Occasionally, the development of symptoms will represent a pseudoexacerbation rather than a new lesion. Pseudoexacerbations may be incited by infections, such as a UTI, or by overexertion. A transient worsening or appearance in symptoms with heat is known as Uhthoff’s phenomenon. Patients will often complain of visual blurring, fatigue, or pain during a hot shower or on a very hot day. This finding was first described by Uhthoff in 1890 in the context of worsening of vision in subjects with optic neuritis after exercise. The pathophysiology of Uhthoff’s is likely related to conduction block at elevated temperatures. The threshold for conduction block is lower in demyelinated nerves because of current leakage along the full length of the axon.

Common presenting symptoms of MS are listed in Table 3.1. Sensory loss or disturbance is the most common presenting complaint. The most classic description is of numbness, tingling, and pins and needles sensations in the limbs. However, patients may also complain of a limb feeling heavy, cold, swollen, or as if it is vibrating. Some patients describe bilateral limb changes or a band-like sensation around the torso suggesting a spinal cord lesion localization. Spinal cord lesions in MS are often partial and in the posterior cord, with asymmetric examination findings.

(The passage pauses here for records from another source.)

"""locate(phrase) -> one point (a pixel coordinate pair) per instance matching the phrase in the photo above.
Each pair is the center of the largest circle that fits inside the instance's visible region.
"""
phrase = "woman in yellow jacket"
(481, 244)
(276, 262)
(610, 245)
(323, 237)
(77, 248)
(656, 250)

Visual loss secondary to optic neuritis is the next most common presentation of MS. The affected eye or brow area can be painful, especially with lateral movement. The subject may also complain of photophobia. Color vision is altered, with loss of red–green contrast. Reds are often described as darker or muddier for the impaired eye. There may be a visual field cut, although the field loss is usually central. On examination, the deficit in visual acuity may range from minimal to complete loss of light perception. In general, optic neuritis associated with MS leads to a good recovery in visual acuity. In patients with visual loss that remains fixed, alternative diagnoses should be sought. NMO is another demyelinating disease in which optic neuritis has a much poorer prognosis.